The LLM dependency (openai) is used only when you configure and enable LLM fallback. If you never touch the config file, no LLM calls are made. Ever.

Quick Start

Python API

from xmldev import Xmldev

xd = Xmldev()
schema = xd.load_schema_from_file("schema.person.json")
result = xd.validate_and_fix(open("broken.xml", "rb").read(), schema)

if result["ok"]:
    print(result["fixed_xml"])
else:
    print("Could not fully fix. Diagnostics:")
    for d in result["diagnostics"]:
        print(" ", d)

result is always a dict with:

Key Type Description
ok bool True if the output passes schema validation
fixed_xml str or None The repaired XML string
patches list[dict] Every change made, with confidence and source
diagnostics list[str] Human-readable description of unfixable problems
provenance dict Which repair layer actually fixed it
original str The input as received, unmodified

CLI

# Validate and repair a file
xmldev validate --schema schema.person.json --input broken.xml --output fixed.xml --audit audit.json

# Repair with auto-apply
xmldev repair --schema schema.person.json --input broken.xml --output fixed.xml --auto-apply

# Lint an entire directory
xmldev lint --schema schema.person.json --input ./xml_feeds/ --report report.json

# Start an HTTP server
xmldev serve --port 8080

Exit codes: 0 = pass, 1 = validation failed, 2 = fixed but has low-confidence patches that need review, 3 = fatal error (bad schema, I/O failure).

Defining Your Schema

The ground-truth schema is a JSON file you write once. It describes the structure of the XML you expect to receive. Here is the minimal schema for a person record:

{
  "root": {
    "name": "person",
    "attrs": {
      "id": { "name": "id", "type": "int", "required": true }
    },
    "children": [
      {
        "spec": {
          "name": "name",
          "text_type": "string",
          "aliases": ["fullname", "full-name", "full_name"]
        },
        "min_occurs": 1,
        "order_index": 0
      },
      {
        "spec": {
          "name": "age",
          "text_type": "int",
          "default": 0
        },
        "min_occurs": 0,
        "order_index": 1
      }
    ],
    "order_enforced": true
  }
}

Given this schema and the following broken XML:

<person id="12">
  <fullname>Bob</fullname>
  <age>twenty five</age>
</person>

xmldev will:

  1. Rename <fullname> to <name> (alias match, confidence 1.0, auto-applied).
  2. Coerce "twenty five" to 25 (words-to-number parser, confidence 0.6, flagged for review).
  3. Return ok: true and two patches in the audit.

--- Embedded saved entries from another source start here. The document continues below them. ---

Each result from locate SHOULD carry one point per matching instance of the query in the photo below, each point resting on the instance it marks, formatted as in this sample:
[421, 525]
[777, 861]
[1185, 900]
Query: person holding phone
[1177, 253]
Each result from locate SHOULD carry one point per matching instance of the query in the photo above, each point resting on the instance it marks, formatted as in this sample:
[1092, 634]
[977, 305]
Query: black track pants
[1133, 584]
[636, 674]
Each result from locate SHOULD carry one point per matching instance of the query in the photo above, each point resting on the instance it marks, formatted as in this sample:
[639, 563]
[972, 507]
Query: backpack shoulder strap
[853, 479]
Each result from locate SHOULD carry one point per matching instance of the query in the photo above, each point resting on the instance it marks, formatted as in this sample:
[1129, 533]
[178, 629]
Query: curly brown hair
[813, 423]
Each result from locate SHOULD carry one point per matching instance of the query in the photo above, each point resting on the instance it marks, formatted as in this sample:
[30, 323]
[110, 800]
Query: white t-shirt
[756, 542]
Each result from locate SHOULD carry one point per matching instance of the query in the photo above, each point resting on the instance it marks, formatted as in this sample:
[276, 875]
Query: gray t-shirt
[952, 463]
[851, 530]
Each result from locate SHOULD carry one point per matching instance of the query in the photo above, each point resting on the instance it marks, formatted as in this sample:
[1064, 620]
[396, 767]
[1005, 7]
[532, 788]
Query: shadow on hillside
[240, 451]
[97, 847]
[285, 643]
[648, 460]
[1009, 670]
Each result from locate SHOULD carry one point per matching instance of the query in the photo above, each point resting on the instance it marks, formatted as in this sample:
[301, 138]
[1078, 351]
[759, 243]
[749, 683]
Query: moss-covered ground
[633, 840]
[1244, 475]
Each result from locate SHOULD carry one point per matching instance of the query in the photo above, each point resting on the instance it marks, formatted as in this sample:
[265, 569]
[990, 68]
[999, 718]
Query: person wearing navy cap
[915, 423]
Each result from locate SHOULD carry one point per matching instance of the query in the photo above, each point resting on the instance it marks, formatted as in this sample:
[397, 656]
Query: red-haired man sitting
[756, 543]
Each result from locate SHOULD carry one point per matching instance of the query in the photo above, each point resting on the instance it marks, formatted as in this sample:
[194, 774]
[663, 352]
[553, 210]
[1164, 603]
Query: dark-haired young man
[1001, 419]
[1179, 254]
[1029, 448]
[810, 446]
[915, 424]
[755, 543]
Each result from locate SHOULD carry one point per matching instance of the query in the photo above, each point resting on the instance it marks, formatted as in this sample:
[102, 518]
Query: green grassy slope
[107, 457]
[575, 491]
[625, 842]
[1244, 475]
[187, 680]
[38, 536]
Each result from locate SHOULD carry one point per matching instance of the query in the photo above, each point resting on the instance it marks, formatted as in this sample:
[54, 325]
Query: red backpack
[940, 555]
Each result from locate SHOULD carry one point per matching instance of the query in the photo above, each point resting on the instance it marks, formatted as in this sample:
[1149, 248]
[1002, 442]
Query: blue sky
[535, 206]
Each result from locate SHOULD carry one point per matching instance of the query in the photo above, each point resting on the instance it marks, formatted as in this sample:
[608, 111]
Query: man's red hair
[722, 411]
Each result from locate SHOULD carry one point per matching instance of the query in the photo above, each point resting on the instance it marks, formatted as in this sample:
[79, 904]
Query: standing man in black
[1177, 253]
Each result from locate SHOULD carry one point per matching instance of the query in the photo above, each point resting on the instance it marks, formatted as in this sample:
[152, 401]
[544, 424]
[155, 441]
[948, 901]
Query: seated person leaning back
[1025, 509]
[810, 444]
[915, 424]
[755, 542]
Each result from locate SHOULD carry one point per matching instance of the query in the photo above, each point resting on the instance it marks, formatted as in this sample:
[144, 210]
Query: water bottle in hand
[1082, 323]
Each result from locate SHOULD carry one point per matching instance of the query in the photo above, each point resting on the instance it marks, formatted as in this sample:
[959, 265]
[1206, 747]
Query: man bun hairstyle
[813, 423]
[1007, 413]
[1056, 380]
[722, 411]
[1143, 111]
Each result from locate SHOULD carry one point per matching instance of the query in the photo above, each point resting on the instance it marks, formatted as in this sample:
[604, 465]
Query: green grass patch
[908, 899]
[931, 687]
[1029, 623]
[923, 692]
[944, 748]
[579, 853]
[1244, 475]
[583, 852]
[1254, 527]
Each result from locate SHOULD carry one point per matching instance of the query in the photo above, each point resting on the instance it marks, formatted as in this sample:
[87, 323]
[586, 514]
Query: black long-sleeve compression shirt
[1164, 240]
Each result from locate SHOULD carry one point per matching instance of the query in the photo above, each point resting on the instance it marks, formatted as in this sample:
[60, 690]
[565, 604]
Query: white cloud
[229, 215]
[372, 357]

Nothing was sent to any API. Nothing was guessed. The alias was declared. The type was declared. The fix was deterministic.

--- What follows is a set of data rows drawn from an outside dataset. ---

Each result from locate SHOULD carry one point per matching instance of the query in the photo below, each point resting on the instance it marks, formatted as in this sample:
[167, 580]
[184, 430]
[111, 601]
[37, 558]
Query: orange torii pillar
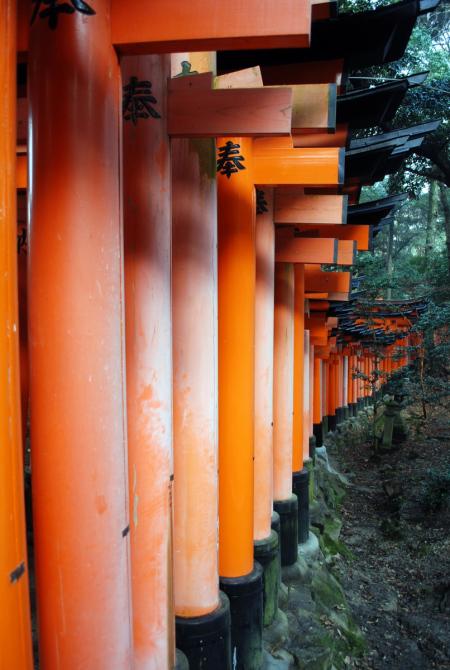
[325, 391]
[266, 546]
[285, 502]
[202, 612]
[306, 396]
[345, 386]
[339, 386]
[300, 474]
[79, 459]
[15, 624]
[241, 577]
[332, 392]
[317, 404]
[147, 223]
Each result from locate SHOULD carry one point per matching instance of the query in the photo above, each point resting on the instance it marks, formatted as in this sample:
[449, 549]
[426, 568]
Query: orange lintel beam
[318, 280]
[277, 163]
[293, 206]
[200, 111]
[346, 252]
[21, 171]
[360, 234]
[168, 26]
[337, 139]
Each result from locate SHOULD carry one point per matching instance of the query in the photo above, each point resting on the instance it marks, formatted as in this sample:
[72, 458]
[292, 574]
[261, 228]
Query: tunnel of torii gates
[171, 182]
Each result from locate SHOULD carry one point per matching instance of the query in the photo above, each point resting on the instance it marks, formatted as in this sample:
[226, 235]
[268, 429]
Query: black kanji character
[261, 202]
[230, 160]
[52, 8]
[186, 69]
[137, 101]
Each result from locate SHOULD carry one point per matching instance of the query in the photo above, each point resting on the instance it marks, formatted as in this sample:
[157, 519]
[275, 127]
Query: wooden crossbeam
[196, 110]
[360, 234]
[170, 26]
[293, 206]
[318, 280]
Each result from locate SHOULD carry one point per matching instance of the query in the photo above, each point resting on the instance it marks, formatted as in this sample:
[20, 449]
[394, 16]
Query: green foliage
[436, 489]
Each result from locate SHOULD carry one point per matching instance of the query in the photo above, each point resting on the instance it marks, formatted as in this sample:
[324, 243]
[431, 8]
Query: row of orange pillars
[173, 372]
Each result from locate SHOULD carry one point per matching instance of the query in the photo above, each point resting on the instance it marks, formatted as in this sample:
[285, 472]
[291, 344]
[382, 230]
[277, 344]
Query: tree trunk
[390, 261]
[446, 212]
[431, 214]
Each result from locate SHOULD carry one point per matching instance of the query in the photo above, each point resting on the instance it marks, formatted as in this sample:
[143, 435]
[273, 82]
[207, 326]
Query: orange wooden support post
[241, 578]
[15, 624]
[147, 223]
[266, 541]
[306, 395]
[285, 502]
[317, 408]
[79, 460]
[199, 606]
[300, 474]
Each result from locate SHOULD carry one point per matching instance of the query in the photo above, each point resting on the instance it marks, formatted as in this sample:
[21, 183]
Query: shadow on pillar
[205, 640]
[267, 554]
[318, 434]
[246, 607]
[300, 486]
[331, 419]
[288, 511]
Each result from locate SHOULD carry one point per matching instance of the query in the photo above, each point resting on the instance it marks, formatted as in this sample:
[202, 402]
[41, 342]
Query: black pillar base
[246, 606]
[288, 511]
[206, 640]
[318, 434]
[331, 422]
[300, 486]
[266, 553]
[181, 662]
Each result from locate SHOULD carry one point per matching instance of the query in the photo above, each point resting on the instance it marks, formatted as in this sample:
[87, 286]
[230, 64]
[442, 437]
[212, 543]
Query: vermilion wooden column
[236, 200]
[306, 395]
[283, 380]
[264, 322]
[299, 335]
[317, 408]
[240, 577]
[15, 625]
[285, 503]
[147, 222]
[194, 295]
[79, 461]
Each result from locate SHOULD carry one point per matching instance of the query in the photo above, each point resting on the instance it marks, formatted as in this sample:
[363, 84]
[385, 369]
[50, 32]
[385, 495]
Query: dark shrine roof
[367, 107]
[362, 39]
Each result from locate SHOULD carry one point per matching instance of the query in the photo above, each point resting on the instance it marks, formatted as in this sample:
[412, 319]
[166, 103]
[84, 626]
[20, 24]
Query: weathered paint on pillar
[345, 381]
[264, 309]
[15, 625]
[147, 223]
[311, 388]
[79, 458]
[194, 295]
[283, 390]
[236, 207]
[317, 404]
[306, 395]
[299, 336]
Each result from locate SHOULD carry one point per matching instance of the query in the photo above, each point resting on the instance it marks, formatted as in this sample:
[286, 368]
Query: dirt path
[398, 585]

Schema Reference (Short Form)

Full meta-schema lives in xmldev/schema.py. The fields that matter most:

Element fields

Field Type Description
name string Required. The expected tag name.
text_type string One of string, int, float, date, bool, enum, regex. Default string.
enum_values list[str] Required if text_type is enum.
pattern string Regex pattern for text_type: regex.
aliases list[str] Tag names that should silently rename to this element.
default any Value to insert when this element is missing and min_occurs >= 1.
attrs dict Map of attribute name to AttrSpec.
children list Array of ChildSpec objects.
order_enforced bool If true, children must appear in order_index order.
conditional_rules list Expression-based rules evaluated at validation time.
custom_validator string "module.path:callable" for custom validation logic.

ChildSpec fields

Field Type Description
spec ElementSpec The element definition (nested).
min_occurs int Minimum occurrences. 0 = optional. Default 0.
max_occurs int or "unbounded" Maximum occurrences. Default 1.
order_index int Position when order_enforced is true.

Global config

{
  "root": { ... },
  "global": {
    "allow_unknown": "move_to_extension",
    "extension_element_name": "extensions",
    "fuzzy": {
      "name_threshold": 0.85,
      "permissive_threshold": 0.70,
      "max_renames_per_doc": 10
    }
  }
}

allow_unknown controls what happens to elements not in the schema:

  • keep — leave them alone.
  • drop — delete them, generate a patch.
  • move_to_extension (default) — move them into an <extensions> wrapper element.

LLM Fallback

The LLM fallback is opt-in. It will not activate unless you create a config file and explicitly set XMDEV_ALLOW_LLM=true in it. There is no default behavior that sends data anywhere.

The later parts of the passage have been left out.